Intracellular cytokine staining
Spleen cells from mice immunized with HIV vaccine are isolated by standard procedures. Isolated splenocytes are stimulated with gp120 protein in the presence of anti-CD28 and anti-CD49d antibodies in vitro. After 2 hours incubation at 37 ° C., BrefeldinA is added to the culture to inhibit cytokine secretion and the culture is then incubated overnight. Cells are then harvested and stained for surface CD4 + before fixation. Fixed cells are then permeabilized and stained with labeled antibodies against IL-2 and IFN-γ. CD4 ⁺ / IL2 ⁺ and / or IFNg ⁺ cells are analyzed by flow cytometry.

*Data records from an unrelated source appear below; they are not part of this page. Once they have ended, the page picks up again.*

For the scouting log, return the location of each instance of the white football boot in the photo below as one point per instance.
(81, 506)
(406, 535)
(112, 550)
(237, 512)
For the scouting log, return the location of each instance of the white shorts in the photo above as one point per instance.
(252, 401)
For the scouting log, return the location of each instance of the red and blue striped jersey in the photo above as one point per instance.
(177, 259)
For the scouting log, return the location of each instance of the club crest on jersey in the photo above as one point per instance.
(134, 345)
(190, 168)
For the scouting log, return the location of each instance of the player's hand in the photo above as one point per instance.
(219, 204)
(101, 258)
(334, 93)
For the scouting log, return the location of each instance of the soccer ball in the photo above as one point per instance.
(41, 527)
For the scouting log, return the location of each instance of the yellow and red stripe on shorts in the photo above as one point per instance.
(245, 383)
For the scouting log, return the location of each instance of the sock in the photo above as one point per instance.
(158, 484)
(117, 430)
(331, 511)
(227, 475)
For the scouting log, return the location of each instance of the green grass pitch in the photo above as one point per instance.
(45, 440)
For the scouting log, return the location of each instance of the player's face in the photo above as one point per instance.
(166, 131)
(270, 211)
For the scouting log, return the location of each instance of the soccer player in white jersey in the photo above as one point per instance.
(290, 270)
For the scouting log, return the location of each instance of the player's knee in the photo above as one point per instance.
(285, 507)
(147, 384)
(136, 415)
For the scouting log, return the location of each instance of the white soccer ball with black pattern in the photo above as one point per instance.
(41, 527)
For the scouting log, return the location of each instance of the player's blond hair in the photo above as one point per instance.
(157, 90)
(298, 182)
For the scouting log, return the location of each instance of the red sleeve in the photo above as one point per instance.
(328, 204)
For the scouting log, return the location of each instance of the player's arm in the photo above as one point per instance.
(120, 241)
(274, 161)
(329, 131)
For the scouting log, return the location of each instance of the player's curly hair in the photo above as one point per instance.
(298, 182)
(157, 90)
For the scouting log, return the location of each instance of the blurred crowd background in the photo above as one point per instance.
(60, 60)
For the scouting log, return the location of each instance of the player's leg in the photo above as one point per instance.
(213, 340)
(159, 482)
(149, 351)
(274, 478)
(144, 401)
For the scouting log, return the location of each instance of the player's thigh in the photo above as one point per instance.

This assay measures the percentage of antigen activated CD4 T cells compared to non-activated CD4 T cells. Activated CD4 T cells have the markers CD4 ⁺ / IL2 ⁺ , CD4 ⁺ / IFNg ⁺ or CD4 ⁺ / IL2 ⁺ / IFNg ⁺ and are therefore isolated based on flow cytometry.

Claims (20)

  A vaccine comprising (i) yeast cell wall particles, and (ii) an antigen loaded into the yeast cell wall particles, wherein the vaccine stimulates an immune response when administered to a human.   2. The vaccine of claim 1 wherein the antigen is selected from the group consisting of viral antigens and bacterial antigens.   The vaccine according to claim 2, wherein the antigen is a bacterial antigen.   The vaccine according to claim 3, wherein the antigen is a protein derived from N. meningitidis, or a fragment thereof.   The vaccine according to claim 4, wherein the antigen is a recombinant protein A05 or B01 derived from Neisseria meningitidis, or a combination thereof.   The vaccine according to claim 1, wherein the antigen is a viral antigen.   The vaccine according to claim 6, wherein the antigen is a protein derived from influenza A virus, or a fragment thereof.   The vaccine according to claim 7, wherein the antigen is hemagglutinin of influenza A virus, or a fragment thereof.   The vaccine according to claim 6, wherein the antigen is a protein derived from HIV, or a fragment thereof.   The vaccine according to claim 9, wherein the antigen is gp120 of HIV, or a fragment thereof.   The vaccine of claim 1 wherein the yeast cell wall particles further comprise a silicate ester.   The vaccine according to claim 11, wherein the yeast cell wall particles are modified by capping with a silicate ester.   12. The vaccine of claim 11, wherein the silicate ester contains an organic moiety bound to each of the four oxygen compounds of orthosilicate tetraester.   12. The vaccine of claim 11, wherein the silicate ester is selected from the group consisting of tetraethyl orthosilicate, tetramethyl orthosilicate, tetrapropyl orthosilicate, and tetrabutyl orthosilicate.   15. A vaccine according to any one of claims 1 to 14, further comprising one or more adjuvants, additives and preservatives.   16. A vaccine according to claim 15 wherein the adjuvant is packed into yeast cell wall particles.   The vaccine according to claim 16, wherein the adjuvant is monophosphoryl lipid A or CpG oligonucleotide.   A method for effectively delivering a vaccine to a subject comprising administering a vaccine according to any one of claims 1-17.   19. The method of claim 18, wherein the vaccine is administered subcutaneously, orally, or intravenously.   20. The method of claim 19, wherein the vaccine is administered directly to the subject's dermis.